Kosher salt and ground black pepper

Heat oven to 450 degrees. Lay turkey breast-sidedown on a work surface. Using poultry shears, remove backbone by cutting along both sides beginning at the tail end. It will take some force to cut through some of the bone; be sure to have the bird on a steady work surface. (I use my dining table as it is a better height for me to get the proper leverage to break the breastbone.)

Open up the turkey and use the tip of a knife to score alongside the keel bone (the dark oblong bone in the middle of the breast). This makes it easier to flatten the bird.

Cut away any large pieces of fat and excess skin. Remove only the skin that is not covering flesh.

Turn breast-side-up. Using the heels of your hands, press firmly down on the breast. You should feel and hear a crack as the breastbone breaks.

If working with a whole bird, pull the thighs outward so the turkey lies flat, with the wings facing inward.

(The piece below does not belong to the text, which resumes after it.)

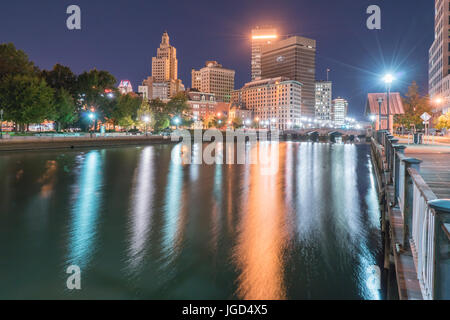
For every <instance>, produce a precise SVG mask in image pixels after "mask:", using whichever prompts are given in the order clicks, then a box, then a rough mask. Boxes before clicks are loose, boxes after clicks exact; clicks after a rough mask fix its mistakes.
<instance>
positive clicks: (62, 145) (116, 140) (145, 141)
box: [0, 136, 172, 152]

Tuck the wing tips under to secure.

Place the turkey on a sturdy rimmed baking sheet. Drizzle turkey with olive oil or melted butter. Sprinkle generously with salt and pepper.

Roast, rotating sheet halfway through, until an instant-read thermomete­r inserted into the thickest part of the bird reaches 165 degrees, 1 to 2 hours depending on size of turkey. Let stand 30 minutes before carving.